Surprise, l’Allemagne tente de faire jouer son orgueil. Son statut également. Gomez de la tête (25e), Ballack de loin (33e) Podolski (33e) et Metzelder dans la surface (40e) tentent de forcer le destin de leur sélection. Mais à chaque fois, le cadre se dérobe quand ce n’est pas la main ferme de Pletikosa qui vient s’interposer. En face, le récital technique continue. Le break n’est même pas loin pour la Croatie mais Kranjcar (30e et 42e) manque cruellement de lucidité dans la finition. L’état d’alerte est alors décrété du côté allemand.

Löw décide de revoir ses plans. Ce dernier abandonne le 4-4-2 initié en début de partie pour replacer ses troupes dans un 4-3-3 censé étirer les lignes arrières adverses et donner plus de poids aux offensives de ses joueurs. Dans ce cadre, Odonkor remplace le volontaire Jansen (46e). Ce dernier donne de la résonnance aux flancs allemands mais la mayonnaise, si elle prend forme sur le pré, ne suffit pas à déstabiliser le bloc croate. Pis, ce dernier, beaucoup plus endurant que face à l’Autriche, maintient son niveau de jeu. Modric, de loin, le confirme d’ailleurs assez rapidement à Lehmann, pas toujours sûr de ses mains (52e). Et de son placement sur sa ligne de but. Contesté lors des matches de préparation, le portier d’Arsenal fera encore couler beaucoup d’encre, transformant un centre tendu de Rakitic, avec la complicité d'un de ses défenseurs, en passe décisive pour Olic (62e, 2-0).

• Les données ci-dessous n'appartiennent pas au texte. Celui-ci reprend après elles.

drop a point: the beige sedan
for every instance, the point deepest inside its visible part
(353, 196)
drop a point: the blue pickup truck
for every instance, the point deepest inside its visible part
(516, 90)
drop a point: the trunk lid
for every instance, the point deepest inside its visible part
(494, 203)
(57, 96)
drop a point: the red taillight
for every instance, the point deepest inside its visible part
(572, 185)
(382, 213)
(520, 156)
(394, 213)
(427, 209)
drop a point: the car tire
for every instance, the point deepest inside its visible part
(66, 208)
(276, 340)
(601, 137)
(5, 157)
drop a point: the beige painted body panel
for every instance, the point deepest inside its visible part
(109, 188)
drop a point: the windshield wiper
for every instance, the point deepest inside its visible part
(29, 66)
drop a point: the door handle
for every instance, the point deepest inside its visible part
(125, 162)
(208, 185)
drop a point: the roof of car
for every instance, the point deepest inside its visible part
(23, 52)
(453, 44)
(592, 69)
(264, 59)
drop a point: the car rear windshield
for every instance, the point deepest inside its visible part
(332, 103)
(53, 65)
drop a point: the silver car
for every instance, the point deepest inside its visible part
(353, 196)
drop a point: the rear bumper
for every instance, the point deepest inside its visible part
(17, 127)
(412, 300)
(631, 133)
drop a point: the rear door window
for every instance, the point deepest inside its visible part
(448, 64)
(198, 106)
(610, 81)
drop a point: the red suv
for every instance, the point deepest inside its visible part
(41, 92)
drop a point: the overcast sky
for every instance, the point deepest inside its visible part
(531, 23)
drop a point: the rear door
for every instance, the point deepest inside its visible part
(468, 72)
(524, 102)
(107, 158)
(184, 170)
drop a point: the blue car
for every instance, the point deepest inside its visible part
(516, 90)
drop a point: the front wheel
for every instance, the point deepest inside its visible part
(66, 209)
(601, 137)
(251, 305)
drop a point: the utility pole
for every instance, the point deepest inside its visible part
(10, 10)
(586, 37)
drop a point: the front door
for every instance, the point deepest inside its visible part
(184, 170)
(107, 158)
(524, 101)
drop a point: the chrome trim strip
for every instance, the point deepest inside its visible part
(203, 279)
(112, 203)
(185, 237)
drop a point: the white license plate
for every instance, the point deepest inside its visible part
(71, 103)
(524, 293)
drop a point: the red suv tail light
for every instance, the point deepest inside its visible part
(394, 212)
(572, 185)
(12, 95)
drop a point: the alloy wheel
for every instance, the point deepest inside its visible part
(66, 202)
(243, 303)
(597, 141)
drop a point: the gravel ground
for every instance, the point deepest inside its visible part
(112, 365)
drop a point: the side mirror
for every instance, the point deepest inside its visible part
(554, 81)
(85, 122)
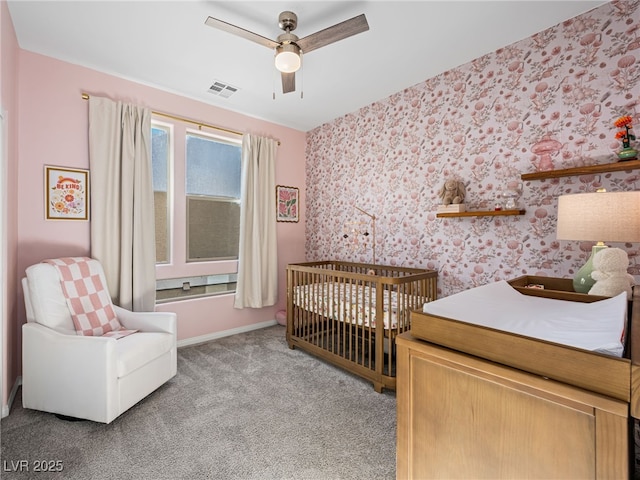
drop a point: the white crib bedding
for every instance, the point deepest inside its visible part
(597, 326)
(347, 302)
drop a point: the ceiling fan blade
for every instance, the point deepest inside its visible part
(332, 34)
(288, 82)
(241, 32)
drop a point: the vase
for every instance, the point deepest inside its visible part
(627, 153)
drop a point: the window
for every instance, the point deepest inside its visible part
(160, 154)
(213, 198)
(196, 183)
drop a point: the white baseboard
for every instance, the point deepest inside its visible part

Très mûre tactiquement, la Croatie a donc su attendre son heure pour faire le break, à un moment où les Allemands commençaient à imposer leur nouveau schéma de jeu et à trouver des espaces dans l’arrière-garde adverse. Sûrs de leur force, les joueurs au damier ont donné une leçon de maîtrise à une Nationalmannschaft parfois proche du chaos, instable mentalement (carton rouge pour Schweinsteiger, 90e+2) et que le troisième but de Podolski ne consolera pas (79e, 2-1). L’Allemagne, si proche il y a quelques heures des quarts de finale, aura encore un effort à faire dans ce groupe B. En revanche, le tapis rouge est tout déplié pour des Croates qualifiés pour les quarts de finale, assurés de terminer premiers de leur groupe et de plus en plus impressionnants sur le pré autrichien. C'est ce qu'on appelle du travail bien fait.